35. « Si, à toute étape entre le dépôt d'une plainte et le début d'une audience à ce sujet devant un tribunal des droits de la personne, la Commission reçoit un avis écrit d'un ministre fédéral l'informant que les actes qui font l'objet de la plainte mettent en cause la sécurité du Canada, elle peut... transmettre l'affaire au comité de surveillance » [paragraphe 45(2) de la Loi canadienne sur les droits de la personne]. À noter qu'en pareil cas, le rôle du CSARS est assez limité et que son enquête doit être menée à terme en 45 jours, selon la Loi canadienne sur les droits de la personne.

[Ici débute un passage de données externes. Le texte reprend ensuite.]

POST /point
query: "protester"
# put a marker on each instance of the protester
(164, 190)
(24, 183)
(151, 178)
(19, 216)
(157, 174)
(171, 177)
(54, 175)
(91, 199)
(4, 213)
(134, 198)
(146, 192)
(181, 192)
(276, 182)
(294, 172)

36. Le SCRS présente trois types de notes à CIC :

  • L'avis de non-admissibilité (existence d'une menace) est envoyé si l'intéressé entre dans une ou plusieurs des catégories inadmissibles visées aux alinéas 19(1)e), f), g) et k) de la Loi sur l'immigration et si le SCRS estime que l'intéressé est une menace à la sécurité du Canada, au sens de l'article 2 de la Loi sur le SCRS.
  • L'avis de non-admissibilité (pas de menace; information) est envoyé si l'intéressé est jugé « non admissible » en vertu d'un ou plusieurs des alinéas 19(1)e), f), g) et k) de la Loi sur l'immigration mais ne représente pas une menace, d'après le Service, en vertu de l'article 2 de la Loi sur le SCRS.
  • La note d'information porte sur les questions de sécurité qui ne correspondent pas aux critères de rejet prévus au paragraphe 19(1) de la Loi sur l'immigration mais qui peuvent faciliter à CIC le traitement d'une demande.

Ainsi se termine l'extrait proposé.